New Brunswick Premier David Alward is lobbying his Quebec counterpart to back a proposal to ship Alberta oil to Eastern Canadian refineries as opposition mounts to pipeline projects to the Pacific and Gulf Coasts.
Alward will meet Quebec Premier Pauline Marois in Montreal on Feb. 18 to discuss converting part of TransCanada Corp.’s Alberta-to-Quebec gas pipeline to oil. Alward said he will also discuss a potential new link to Saint John, New Brunswick, in his fourth talk with Marois about the proposal since her September election. While the project falls under federal government jurisdiction, the provinces must be supportive for it to advance, he said by phone today from Fredericton.

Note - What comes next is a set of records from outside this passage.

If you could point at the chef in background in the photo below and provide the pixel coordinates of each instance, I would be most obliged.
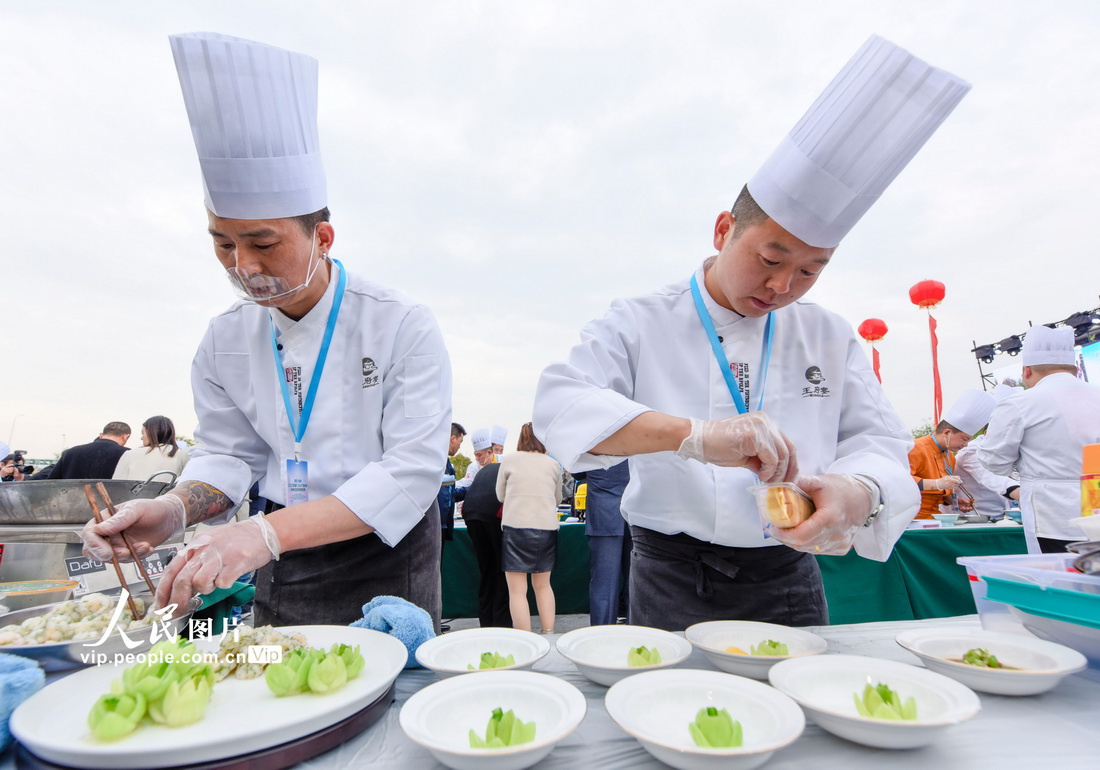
(331, 392)
(1042, 432)
(669, 378)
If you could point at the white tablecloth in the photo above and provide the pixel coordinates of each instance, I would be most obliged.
(1058, 729)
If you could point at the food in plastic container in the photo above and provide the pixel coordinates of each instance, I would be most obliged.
(783, 504)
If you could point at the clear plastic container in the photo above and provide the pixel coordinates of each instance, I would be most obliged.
(782, 504)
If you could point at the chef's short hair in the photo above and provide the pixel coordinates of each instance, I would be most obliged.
(746, 212)
(309, 221)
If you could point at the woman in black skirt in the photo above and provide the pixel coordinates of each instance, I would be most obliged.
(529, 485)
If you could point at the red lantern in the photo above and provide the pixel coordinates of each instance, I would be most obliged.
(927, 295)
(872, 330)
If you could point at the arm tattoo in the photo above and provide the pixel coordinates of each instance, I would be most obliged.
(202, 501)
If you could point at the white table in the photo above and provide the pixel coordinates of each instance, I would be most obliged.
(1058, 729)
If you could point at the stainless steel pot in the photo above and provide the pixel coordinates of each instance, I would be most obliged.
(64, 502)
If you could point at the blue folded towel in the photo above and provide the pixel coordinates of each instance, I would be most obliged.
(20, 678)
(395, 616)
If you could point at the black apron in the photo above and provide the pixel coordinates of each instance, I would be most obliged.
(329, 584)
(678, 581)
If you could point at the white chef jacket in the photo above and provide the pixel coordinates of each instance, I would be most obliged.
(377, 436)
(651, 352)
(988, 488)
(1043, 432)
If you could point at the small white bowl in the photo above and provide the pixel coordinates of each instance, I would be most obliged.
(657, 706)
(440, 717)
(824, 688)
(600, 652)
(1042, 663)
(715, 636)
(452, 653)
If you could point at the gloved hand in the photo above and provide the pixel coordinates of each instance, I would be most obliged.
(843, 502)
(945, 484)
(751, 441)
(149, 523)
(216, 558)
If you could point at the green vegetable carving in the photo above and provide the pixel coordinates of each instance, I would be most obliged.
(880, 702)
(116, 716)
(715, 729)
(493, 660)
(770, 648)
(982, 658)
(504, 729)
(642, 656)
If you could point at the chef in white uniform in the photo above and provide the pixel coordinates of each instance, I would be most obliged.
(648, 381)
(992, 493)
(331, 392)
(1043, 431)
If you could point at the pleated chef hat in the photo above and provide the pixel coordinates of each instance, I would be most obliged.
(253, 113)
(1046, 345)
(481, 439)
(970, 411)
(862, 130)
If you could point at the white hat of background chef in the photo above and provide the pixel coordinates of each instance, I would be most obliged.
(481, 439)
(253, 114)
(1046, 345)
(862, 130)
(970, 411)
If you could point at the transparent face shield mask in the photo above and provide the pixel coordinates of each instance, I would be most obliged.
(271, 289)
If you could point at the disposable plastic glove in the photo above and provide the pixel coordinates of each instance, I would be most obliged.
(945, 484)
(216, 558)
(751, 441)
(843, 506)
(149, 523)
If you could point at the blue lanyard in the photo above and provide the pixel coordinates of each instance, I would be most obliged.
(299, 429)
(719, 354)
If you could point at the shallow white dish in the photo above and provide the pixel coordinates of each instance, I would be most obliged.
(657, 706)
(600, 652)
(1042, 663)
(243, 715)
(440, 716)
(452, 653)
(715, 636)
(824, 688)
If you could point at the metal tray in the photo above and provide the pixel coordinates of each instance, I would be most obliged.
(67, 655)
(64, 502)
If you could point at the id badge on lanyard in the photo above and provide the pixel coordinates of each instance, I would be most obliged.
(297, 470)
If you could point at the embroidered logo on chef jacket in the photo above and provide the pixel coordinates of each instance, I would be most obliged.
(817, 388)
(293, 375)
(370, 378)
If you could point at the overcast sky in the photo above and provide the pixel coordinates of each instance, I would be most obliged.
(518, 165)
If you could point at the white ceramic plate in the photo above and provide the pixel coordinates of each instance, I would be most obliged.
(600, 652)
(440, 716)
(824, 686)
(657, 706)
(1038, 664)
(452, 653)
(243, 715)
(715, 636)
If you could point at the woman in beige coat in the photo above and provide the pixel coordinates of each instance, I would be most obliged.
(529, 486)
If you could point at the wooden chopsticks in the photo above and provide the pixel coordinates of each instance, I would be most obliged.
(125, 539)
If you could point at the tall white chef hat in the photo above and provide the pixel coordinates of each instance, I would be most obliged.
(481, 439)
(1046, 345)
(862, 130)
(253, 114)
(970, 411)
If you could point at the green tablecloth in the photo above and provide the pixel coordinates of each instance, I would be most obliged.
(920, 580)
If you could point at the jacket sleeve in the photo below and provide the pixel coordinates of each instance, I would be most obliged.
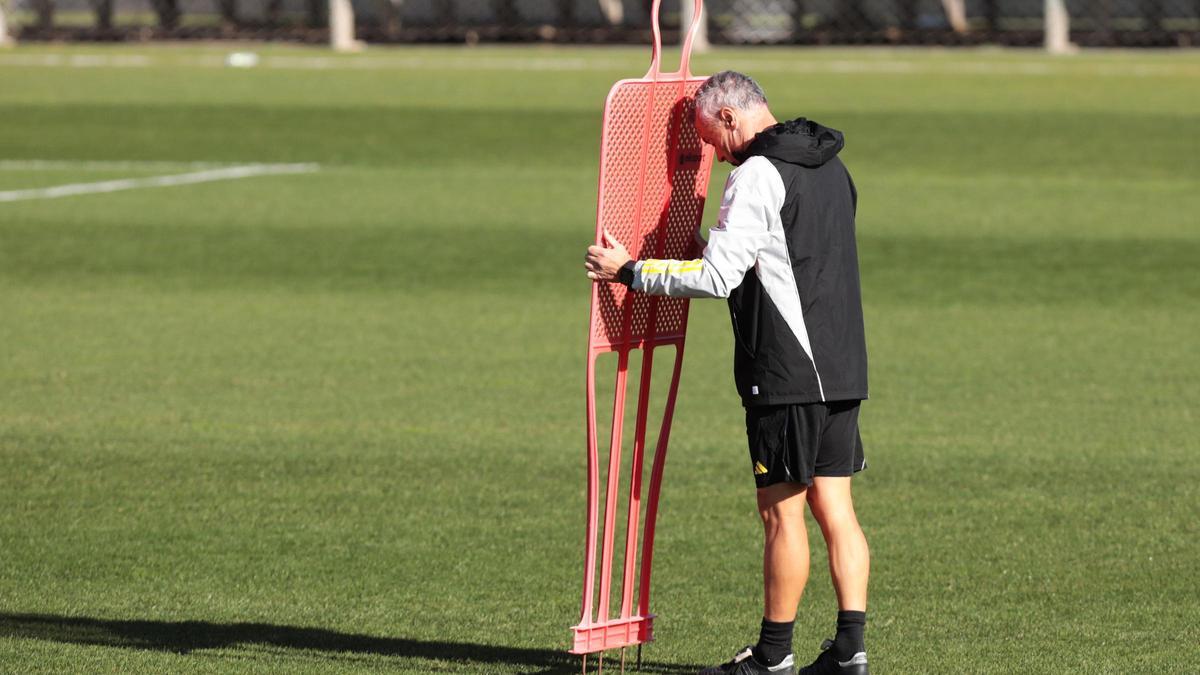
(749, 207)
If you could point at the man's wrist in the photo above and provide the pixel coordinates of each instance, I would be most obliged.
(625, 274)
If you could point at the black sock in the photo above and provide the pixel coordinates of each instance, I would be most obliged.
(774, 641)
(849, 640)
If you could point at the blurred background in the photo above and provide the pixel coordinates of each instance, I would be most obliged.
(1093, 23)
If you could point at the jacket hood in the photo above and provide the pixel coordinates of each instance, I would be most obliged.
(797, 142)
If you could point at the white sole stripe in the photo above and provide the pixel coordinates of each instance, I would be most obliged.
(228, 173)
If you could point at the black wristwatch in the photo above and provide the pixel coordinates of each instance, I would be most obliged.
(625, 274)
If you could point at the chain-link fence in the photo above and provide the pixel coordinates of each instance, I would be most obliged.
(1125, 23)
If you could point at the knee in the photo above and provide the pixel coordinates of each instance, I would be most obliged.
(781, 514)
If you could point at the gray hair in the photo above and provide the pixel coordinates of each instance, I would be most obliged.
(729, 88)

“You only see what has taken place with Keystone, what has taken place with the Northern Gateway project, what can happen if you don’t engage,” Alward said, referring to project delays caused by political and landowner opposition to TransCanada’s Keystone XL pipeline from Alberta to the U.S. Gulf Coast and Enbridge Inc.’s Northern Gateway proposal to the Pacific Coast of Canada.
TransCanada and Enbridge, based in Calgary, are proposing conduits from Alberta to the continent’s coasts as rising crude supplies and pipeline bottlenecks widen the price gap between the U.S. benchmark and Canadian crude, which is among the cheapest in the world. TransCanada’s project would move as much as 900,000 barrels a day from Western Canada and the U.S. to eastern refineries, including Canada’s largest in Saint John.

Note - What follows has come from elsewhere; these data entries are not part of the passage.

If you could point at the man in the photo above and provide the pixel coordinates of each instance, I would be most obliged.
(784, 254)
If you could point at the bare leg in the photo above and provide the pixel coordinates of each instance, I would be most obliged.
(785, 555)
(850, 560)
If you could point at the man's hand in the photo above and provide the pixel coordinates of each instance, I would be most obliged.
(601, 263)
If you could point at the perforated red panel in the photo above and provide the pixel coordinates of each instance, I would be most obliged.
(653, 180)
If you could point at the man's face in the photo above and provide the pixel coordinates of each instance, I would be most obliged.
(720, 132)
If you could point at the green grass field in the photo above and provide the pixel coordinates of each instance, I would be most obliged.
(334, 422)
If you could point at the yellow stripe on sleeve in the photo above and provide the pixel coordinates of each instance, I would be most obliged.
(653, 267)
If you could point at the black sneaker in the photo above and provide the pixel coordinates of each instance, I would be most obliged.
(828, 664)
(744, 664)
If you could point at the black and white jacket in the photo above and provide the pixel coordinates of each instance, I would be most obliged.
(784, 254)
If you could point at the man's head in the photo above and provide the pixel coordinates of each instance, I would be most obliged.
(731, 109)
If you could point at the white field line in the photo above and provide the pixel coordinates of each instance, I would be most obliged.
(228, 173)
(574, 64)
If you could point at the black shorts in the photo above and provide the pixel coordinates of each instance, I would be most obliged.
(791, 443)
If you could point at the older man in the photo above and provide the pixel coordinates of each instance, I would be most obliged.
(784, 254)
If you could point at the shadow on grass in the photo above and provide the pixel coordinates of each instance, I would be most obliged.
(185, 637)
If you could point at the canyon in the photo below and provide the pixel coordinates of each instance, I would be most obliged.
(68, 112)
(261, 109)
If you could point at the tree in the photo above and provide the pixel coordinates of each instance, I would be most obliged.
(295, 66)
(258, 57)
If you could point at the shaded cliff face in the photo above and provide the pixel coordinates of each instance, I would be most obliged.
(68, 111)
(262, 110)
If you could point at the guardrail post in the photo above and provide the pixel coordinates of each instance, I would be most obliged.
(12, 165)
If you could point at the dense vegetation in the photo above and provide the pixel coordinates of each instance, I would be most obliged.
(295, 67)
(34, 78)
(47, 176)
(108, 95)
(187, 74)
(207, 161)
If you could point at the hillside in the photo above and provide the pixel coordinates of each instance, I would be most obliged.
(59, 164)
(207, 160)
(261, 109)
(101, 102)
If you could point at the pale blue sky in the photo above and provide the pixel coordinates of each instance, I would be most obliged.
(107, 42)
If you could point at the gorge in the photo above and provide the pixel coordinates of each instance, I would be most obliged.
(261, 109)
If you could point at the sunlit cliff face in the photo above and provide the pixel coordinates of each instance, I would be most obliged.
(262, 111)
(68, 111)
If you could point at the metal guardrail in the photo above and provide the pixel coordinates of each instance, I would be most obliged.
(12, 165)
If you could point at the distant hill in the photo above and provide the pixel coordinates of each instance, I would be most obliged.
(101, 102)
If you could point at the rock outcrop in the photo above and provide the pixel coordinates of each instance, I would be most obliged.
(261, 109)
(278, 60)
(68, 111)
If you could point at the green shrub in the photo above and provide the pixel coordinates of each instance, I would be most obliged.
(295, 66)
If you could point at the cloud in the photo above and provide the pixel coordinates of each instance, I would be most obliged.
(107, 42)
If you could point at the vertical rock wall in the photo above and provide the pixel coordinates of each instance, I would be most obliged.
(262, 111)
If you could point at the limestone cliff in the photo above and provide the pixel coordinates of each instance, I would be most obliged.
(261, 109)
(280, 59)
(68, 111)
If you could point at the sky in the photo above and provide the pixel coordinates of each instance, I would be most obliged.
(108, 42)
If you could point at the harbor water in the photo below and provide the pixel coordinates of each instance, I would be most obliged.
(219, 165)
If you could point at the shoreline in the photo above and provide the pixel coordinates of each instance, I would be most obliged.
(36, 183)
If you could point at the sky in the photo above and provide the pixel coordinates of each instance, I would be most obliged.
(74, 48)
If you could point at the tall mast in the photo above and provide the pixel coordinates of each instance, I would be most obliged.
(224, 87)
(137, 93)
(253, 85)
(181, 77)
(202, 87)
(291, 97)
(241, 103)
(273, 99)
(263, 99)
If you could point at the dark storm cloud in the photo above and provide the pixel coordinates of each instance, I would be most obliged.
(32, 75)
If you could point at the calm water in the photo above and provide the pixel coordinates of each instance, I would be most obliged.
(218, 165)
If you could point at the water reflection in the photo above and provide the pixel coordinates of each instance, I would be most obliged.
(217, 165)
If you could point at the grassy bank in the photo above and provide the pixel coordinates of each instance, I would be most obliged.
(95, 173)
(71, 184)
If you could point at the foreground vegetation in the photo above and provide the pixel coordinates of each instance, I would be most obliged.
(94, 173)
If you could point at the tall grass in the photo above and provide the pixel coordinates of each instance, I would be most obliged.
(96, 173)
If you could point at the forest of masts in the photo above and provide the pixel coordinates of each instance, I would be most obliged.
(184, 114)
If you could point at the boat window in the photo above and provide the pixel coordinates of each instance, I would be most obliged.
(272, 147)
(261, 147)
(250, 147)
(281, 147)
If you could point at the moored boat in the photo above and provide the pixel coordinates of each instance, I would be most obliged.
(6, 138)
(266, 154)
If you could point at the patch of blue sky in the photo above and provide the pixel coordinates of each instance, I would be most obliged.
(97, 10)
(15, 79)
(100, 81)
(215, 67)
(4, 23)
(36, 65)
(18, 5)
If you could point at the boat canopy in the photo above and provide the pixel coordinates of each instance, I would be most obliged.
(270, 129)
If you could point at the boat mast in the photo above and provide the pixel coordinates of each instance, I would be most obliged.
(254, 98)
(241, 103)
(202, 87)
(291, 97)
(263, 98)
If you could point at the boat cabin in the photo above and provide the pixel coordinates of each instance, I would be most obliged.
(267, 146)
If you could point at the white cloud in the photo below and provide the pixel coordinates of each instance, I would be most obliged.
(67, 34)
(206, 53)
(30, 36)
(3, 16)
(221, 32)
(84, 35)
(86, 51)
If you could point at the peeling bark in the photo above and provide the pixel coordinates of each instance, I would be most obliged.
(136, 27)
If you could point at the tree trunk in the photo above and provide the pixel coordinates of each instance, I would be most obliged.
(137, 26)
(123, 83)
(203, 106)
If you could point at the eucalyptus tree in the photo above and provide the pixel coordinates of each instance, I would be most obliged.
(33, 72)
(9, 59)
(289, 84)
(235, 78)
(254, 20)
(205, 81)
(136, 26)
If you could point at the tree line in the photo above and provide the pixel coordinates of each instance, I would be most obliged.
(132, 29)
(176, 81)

The pipeline would allow Quebec, with refineries in Montreal and Quebec City, to bring in Alberta crude to replace supplies that are now imported, securing jobs in Quebec and New Brunswick, Alward said.
“I believe I have an opportunity to demonstrate why I believe the West-East pipeline can benefit Quebec,” he said.

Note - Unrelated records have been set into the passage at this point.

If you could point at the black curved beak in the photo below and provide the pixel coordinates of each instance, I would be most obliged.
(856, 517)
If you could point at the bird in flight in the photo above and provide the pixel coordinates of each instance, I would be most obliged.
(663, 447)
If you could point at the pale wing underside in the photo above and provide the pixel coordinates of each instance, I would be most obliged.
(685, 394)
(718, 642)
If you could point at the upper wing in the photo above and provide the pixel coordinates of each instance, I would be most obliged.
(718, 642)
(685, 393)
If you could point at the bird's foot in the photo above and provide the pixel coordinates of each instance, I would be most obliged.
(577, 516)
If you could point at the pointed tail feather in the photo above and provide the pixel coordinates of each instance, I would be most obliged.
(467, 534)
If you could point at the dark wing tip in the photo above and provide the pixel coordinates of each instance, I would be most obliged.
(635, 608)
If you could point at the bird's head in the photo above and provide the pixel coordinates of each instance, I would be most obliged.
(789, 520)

The gap between oil-sands benchmark Western Canada Select and West Texas Intermediate reached a record $42.50 a barrel on Dec. 14, according to data compiled by Bloomberg, narrowing to $23.50 yesterday.
Patrick Ney, a spokesman for Quebec Natural Resources Minister Martine Ouellet, said the province is “currently studying the file” when contacted about TransCanada’s pipeline proposal this week. Ney didn’t elaborate in an e-mail today.